3. Somatomedins (Insulin-Like Growth Factors) The discovery and identification of a family of polypeptides called somatomedins have added much to our understanding of the differentiation and development of muscle and connective tissue. It had been thought that these somatomedins could only be synthesised and released by the liver. However, recent evidence suggests that these substances can be produced by other types of cells including skeletal muscle fibres (Daughaday & Rotwein 1989). 3.1 Nomenclature At this time there seems to be no unanimity concerning the nomenclature and categorisation of these substances. However, the polypeptide that some call insulin-like growth factor I has been found to be identical to the substance others call somatomedin C (SM-C). Insulin-like growth factor II and somatomedin A (SM-A) show structural similarities not only with each other but also with another polypeptide called multiplication-stimulating activity (MSA). These substances have been shown to increase the rate of cell proliferation in cell culture studies (Ewton et al. 1987; Ewton & Fiorini
1981; Fiorini et al. 1986). Although somatomedin B (SM-B) has been identified, it plays no role in either myoblast proliferation or differentiation (Ewton & Fiorini 1980). Indeed, it is now believed that SM-B does not exist and that its identification was probably the result of procedural artefact during biochemical analysis. 3.2 Anabolic Effects of SM-C Serum concentrations of SM-C have been demonstrated by some to be inversely related to GH levels (Yamashita & Melmed 1986). As serum GH levels decrease, SM-C serum levels increase leading some to believe that SM-C mediates the anabolic effects of GH on skeletal muscle tissue (Hedge et al. 1987; Yamashita & Melmed 1986). It has been proposed (Fiorini 1985) that the anabolic effects of GH are restricted to mature, multinucleated myotubes and muscle fibres. During the myoblast stage of development and immediately following cell differentiation it is SM-C, not GH, that plays the critical anabolic role (Fiorini 1985). The effects of somatomedins could be accounted for by the strong amino acid homology between these substances and insulin. Insulin is known to have anabolic effects on skeletal muscle tissue and it has been found that insulin can crossreact with SM-C receptors (Beguinot et al. 1985). Despite this fact, Ewton and Fiorini (1980) have found that in rat myoblast cell cultures insulin will induce cell proliferation and differentiation only when used in supraphysiological concentrations. However, SM-C does cause cell proliferation and differentiation when added in normal physiological concentrations.
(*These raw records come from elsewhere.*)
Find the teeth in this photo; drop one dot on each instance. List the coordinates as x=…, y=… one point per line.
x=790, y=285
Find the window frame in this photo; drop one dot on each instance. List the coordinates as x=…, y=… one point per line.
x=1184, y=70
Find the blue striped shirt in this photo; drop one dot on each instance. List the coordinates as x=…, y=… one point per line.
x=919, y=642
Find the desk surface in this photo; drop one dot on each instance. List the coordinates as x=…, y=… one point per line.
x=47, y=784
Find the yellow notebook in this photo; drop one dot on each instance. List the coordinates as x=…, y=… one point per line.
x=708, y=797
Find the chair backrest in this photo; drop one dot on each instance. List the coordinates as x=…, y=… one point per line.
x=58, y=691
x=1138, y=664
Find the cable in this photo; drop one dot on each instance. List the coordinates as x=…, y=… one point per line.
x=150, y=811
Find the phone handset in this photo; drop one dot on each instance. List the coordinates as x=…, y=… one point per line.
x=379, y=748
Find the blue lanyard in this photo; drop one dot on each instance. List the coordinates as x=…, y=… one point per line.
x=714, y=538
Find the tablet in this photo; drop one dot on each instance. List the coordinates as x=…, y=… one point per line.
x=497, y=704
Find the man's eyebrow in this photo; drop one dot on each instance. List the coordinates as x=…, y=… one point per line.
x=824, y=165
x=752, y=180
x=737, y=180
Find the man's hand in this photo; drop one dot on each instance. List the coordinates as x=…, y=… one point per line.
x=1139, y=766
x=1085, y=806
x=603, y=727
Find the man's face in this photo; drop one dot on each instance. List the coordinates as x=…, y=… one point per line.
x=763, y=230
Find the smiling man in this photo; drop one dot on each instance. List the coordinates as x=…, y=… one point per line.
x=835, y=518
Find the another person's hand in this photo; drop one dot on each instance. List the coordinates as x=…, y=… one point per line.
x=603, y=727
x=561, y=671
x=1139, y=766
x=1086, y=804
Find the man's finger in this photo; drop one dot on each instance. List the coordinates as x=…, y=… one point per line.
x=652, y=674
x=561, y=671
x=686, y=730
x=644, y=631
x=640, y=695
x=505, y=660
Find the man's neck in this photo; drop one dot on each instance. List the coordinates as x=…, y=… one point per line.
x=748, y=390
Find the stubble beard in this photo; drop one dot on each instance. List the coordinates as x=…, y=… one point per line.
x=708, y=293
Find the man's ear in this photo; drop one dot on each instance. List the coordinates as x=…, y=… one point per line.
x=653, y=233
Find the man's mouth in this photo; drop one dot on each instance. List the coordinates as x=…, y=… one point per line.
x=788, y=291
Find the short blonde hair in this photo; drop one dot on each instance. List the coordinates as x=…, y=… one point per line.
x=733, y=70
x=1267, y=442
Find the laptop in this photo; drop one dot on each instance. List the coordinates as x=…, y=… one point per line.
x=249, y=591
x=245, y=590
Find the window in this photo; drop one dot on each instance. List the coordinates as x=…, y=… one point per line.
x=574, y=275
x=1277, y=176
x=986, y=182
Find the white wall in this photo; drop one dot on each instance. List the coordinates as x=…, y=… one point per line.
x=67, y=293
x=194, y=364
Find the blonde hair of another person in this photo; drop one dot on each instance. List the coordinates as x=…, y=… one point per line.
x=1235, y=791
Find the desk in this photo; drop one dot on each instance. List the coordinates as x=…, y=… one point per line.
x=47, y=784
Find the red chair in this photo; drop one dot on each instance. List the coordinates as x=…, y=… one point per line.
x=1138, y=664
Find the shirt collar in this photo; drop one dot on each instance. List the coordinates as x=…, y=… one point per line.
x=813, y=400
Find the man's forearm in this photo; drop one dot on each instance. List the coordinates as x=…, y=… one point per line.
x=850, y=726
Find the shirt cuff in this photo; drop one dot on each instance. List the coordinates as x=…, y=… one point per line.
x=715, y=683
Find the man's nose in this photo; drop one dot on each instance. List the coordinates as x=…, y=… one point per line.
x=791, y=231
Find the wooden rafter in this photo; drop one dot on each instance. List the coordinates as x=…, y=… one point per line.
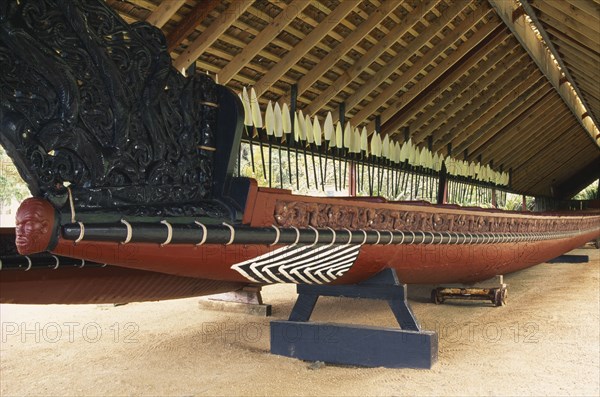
x=502, y=107
x=506, y=99
x=502, y=86
x=417, y=66
x=527, y=118
x=212, y=33
x=161, y=14
x=545, y=141
x=571, y=17
x=190, y=22
x=399, y=84
x=346, y=45
x=457, y=128
x=330, y=22
x=433, y=90
x=374, y=52
x=273, y=28
x=542, y=57
x=453, y=101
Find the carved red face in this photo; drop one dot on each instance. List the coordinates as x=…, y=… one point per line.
x=33, y=226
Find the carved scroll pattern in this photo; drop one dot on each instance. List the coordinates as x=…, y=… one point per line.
x=303, y=214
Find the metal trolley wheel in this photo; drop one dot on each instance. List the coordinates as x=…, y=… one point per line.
x=435, y=297
x=500, y=296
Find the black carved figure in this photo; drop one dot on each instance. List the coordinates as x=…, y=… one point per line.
x=90, y=102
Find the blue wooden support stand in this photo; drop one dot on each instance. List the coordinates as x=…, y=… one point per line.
x=408, y=347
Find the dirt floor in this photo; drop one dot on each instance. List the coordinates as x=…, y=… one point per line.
x=546, y=341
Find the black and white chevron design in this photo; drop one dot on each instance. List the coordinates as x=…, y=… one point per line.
x=300, y=264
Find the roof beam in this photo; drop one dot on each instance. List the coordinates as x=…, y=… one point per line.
x=374, y=52
x=399, y=84
x=520, y=94
x=587, y=7
x=558, y=169
x=463, y=94
x=433, y=90
x=571, y=17
x=190, y=22
x=485, y=104
x=211, y=33
x=304, y=46
x=533, y=145
x=161, y=14
x=273, y=28
x=543, y=56
x=346, y=45
x=551, y=143
x=583, y=178
x=499, y=147
x=417, y=67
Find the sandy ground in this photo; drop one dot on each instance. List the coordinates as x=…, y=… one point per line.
x=545, y=342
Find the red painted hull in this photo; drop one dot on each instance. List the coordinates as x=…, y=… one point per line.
x=101, y=285
x=415, y=264
x=418, y=264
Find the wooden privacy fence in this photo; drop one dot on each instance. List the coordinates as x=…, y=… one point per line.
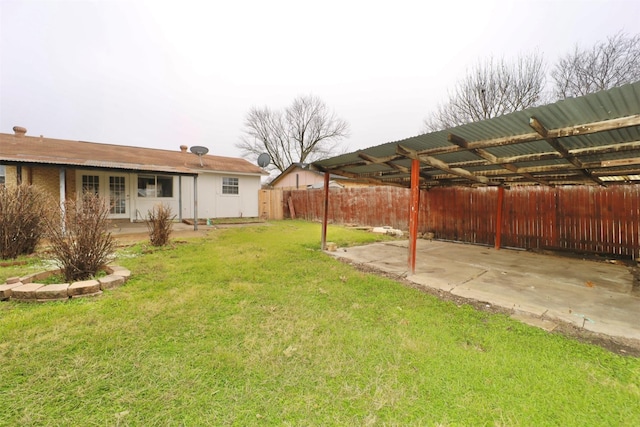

Ewton and Fiorini (1980) were also able to prove that GH was not able to stimulate either myoblast proliferation or differentiation. But a note of caution should be expressed at this point. Although cell culture studies are useful and informative, they create an artificial biological environment and one should be apprehensive about equating data collected from in vitro studies to what occurs in the intact organism. The in vivo work of Daughaday et al. (1982) confirms the importance of somatomedins upon
89
Exercised-Induced Hormonal Responses
cellular development. A technique was devised allowing the detection of SM-C in rats both in the fetal and postnatal stages. It was found that SM-C is present throughout fetal, neonatal and adult stages. MSA levels gradually rose from the nineteenth day of gestation until the fifth day of postnatal life. By the twentieth day following birth, MSA levels declined to the point where they were equal to those found in the adult rat. 25 days following birth SM-C and insulin had the greatest impact upon tissue growth. This may be due to the fact that during cell differentiation and the development of myotubes there is a sharp increase in the number of insulin receptors. This could be the result of changes in gene expression or by conformational alterations in the cell membrane leading to an increased exposure of already existing insulin receptors (Beguinot et at. 1985). With the demise of MSA soon after cell differentiation occurs, SMC along with insulin have decreased competition for binding of the insulin receptors. Because insulin has a greater affinity for these receptors than does SM-C, insulin is believed to play the primary, but not exclusive, anabolic role in mature muscle fibres. 3.3 Response to Exercise Recent studies have investigated SM-C responses to weight-training (Kraemer et al. 1991). It was found that different weight training protocols elicit different SM-C responses both during and after the exercise session. A weight-training regimen featuring fewer repetitions with greater resistance brought about significant elevations in serum SM-C levels only during the recovery period. These increases persisted for up to 90 minutes following the cessation of exercise. On the other hand, a weight-training session including a greater number of repetitions with less resistance and shorter rest intervals induced significant increases in serum SMC concentrations both during exercise and for up to 90 minutes following exercise (Kraemer et at. 1991). Responses in serum SM-C levels to resistance training appear to be sex-specific. Age-matched men
and women performed the same weight-training protocol; equal resistance was determined relative to individual single repetition maximums. Women demonstrated elevations in serum SM-C concentrations both during and for up to 60 minutes after exercise. Conversely, men showed no increases in serum SM-C levels during exercise, but increases were noted for up to 90 minutes following exercise (Kraemer et at. 1991). 3.4 Additional Growth Factors Our discussion of myoblast proliferation and differentiation would be incomplete if 3 additional growth factors were not addressed. Epidermal growth factor (EGF), fibroblast growth factor (FGF) and transforming growth factor B (TGF-B) have been identified and investigated. EGF has been shown to stimulate the release of somatomedins from hepatocytes (Richman et at. 1980). FGF seems to have a relatively minor effect upon myoblast proliferation (FIorini et at. 1986), and TGF-B performs significant regulatory activities in cell differentiation, growth and function (FIorini et at. 1986). Again using rat myoblast cultures, TGF-B was found to inhibit the fusing of these myoblasts into myotubes (FIorini et at. 1986). TGF-B achieves this by forcing the myoblasts to re-enter the cell cycle and continue proliferation rather than undergoing fusion in the Gap phase of the cell cycle. It has been suggested that the reason for this is to prevent myoblasts from fusing into myotubes at a period in development when myoblast proliferation is essential to form the initial muscle mass necessary to ensure successful myoblast fusion (FIorini et at. 1986; Roberts et at. 1983).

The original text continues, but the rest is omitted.